Lance Folske took over as CEO of the New Jersey-based company's central Ohio facility March 26, and he's still getting used to his new surroundings after six years in the Dallas area.

"Every commute is 15 minutes?" he said. "That's just amazing."

Folske was the guest speaker and host for the June 12 meeting of the Northland Area Business Association.

SUN Behavioral purchased the former Clarion Hotel and Suites Conference Center in April 2015. President and CEO Steve Page said at the time that transforming the building into a 110,000-square-foot psychiatric hospital with potentially 144 beds represented a $25 million investment.

"We've got folks who are going through just about everything," Folske said during his remarks to members of the business organization.

SUN Behavioral accepts voluntary and involuntary patients, he said. The former accept that they need help, while the latter mostly don't and getting treatment for them requires showing that they represent a danger to themselves or others in a court of law.

"The challenge with all this stuff is proving it," Folske said. "It's really difficult to get someone to stay here ... A lot of our admissions are 'volun-told' by their families."

Folske said he believes the stigma attached to mental illness is finally dying down. People no longer think of psychiatric hospitals as the grim place portrayed in the 1975 film "One Flew Over the Cuckoo's Nest," he said.
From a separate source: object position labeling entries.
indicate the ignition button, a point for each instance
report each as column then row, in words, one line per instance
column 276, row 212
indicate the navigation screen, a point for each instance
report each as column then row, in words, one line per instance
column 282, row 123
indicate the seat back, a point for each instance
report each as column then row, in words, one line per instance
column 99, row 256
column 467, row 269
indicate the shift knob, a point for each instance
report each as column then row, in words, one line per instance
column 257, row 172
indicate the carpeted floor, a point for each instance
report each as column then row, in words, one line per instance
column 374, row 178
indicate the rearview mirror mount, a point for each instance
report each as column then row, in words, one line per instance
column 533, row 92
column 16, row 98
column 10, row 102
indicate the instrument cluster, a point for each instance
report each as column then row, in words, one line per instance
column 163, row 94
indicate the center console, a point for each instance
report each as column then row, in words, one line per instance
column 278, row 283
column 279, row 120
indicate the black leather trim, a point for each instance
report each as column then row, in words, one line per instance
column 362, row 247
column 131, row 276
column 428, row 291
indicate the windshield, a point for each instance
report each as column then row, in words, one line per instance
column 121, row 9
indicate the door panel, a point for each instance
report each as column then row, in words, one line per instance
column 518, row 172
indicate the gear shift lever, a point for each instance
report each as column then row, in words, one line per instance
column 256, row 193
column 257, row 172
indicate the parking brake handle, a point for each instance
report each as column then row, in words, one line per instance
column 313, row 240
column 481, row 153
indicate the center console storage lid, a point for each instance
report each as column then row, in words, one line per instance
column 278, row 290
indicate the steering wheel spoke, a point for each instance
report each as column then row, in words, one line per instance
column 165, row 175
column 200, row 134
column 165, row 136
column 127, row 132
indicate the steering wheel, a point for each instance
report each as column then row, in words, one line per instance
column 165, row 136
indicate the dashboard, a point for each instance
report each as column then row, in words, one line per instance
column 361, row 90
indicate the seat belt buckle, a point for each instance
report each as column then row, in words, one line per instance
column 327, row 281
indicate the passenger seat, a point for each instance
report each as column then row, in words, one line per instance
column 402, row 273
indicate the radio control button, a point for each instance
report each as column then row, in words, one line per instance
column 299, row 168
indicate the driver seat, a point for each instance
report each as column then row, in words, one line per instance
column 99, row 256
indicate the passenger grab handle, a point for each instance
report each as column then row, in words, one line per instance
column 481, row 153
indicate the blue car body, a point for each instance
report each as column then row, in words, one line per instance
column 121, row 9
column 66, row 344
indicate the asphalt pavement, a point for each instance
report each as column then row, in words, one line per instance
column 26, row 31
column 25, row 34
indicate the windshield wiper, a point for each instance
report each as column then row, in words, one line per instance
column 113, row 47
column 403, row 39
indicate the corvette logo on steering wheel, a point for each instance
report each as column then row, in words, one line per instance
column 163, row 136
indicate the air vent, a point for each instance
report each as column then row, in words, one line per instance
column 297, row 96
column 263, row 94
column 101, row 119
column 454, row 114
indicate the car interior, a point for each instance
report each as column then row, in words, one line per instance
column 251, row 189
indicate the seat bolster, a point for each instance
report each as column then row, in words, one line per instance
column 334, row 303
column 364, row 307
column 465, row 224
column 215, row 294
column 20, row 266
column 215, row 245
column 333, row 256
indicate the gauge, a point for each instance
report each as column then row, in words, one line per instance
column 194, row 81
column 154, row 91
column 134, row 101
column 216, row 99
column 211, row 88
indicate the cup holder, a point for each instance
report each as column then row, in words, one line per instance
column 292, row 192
"I have been very blessed to be a part of a movement in the country, really, of doing away with that stigma," Folske said. "I don't even know if we have a straitjacket here. That's not what care looks like anymore."

"A place like SUN Behavioral is so essential," said Dave Cooper, president of NABA. "We're glad they're in the community."

The average inpatient stay at SUN Behavioral Columbus is eight days, with a maximum of about 20, depending upon the person's insurance, Folske said. He stressed that SUN Behavioral is a for-profit company, but said personnel can help potential patients explore insurance options, and the Columbus operation offers free level-of-care assessments.

"We are all one hard day away from being a patient," Folske said. "Sometimes I think they're a lot more courageous than we are because they asked for help.

"Unfortunately, some people's rock bottom is deeper, darker and scarier than others."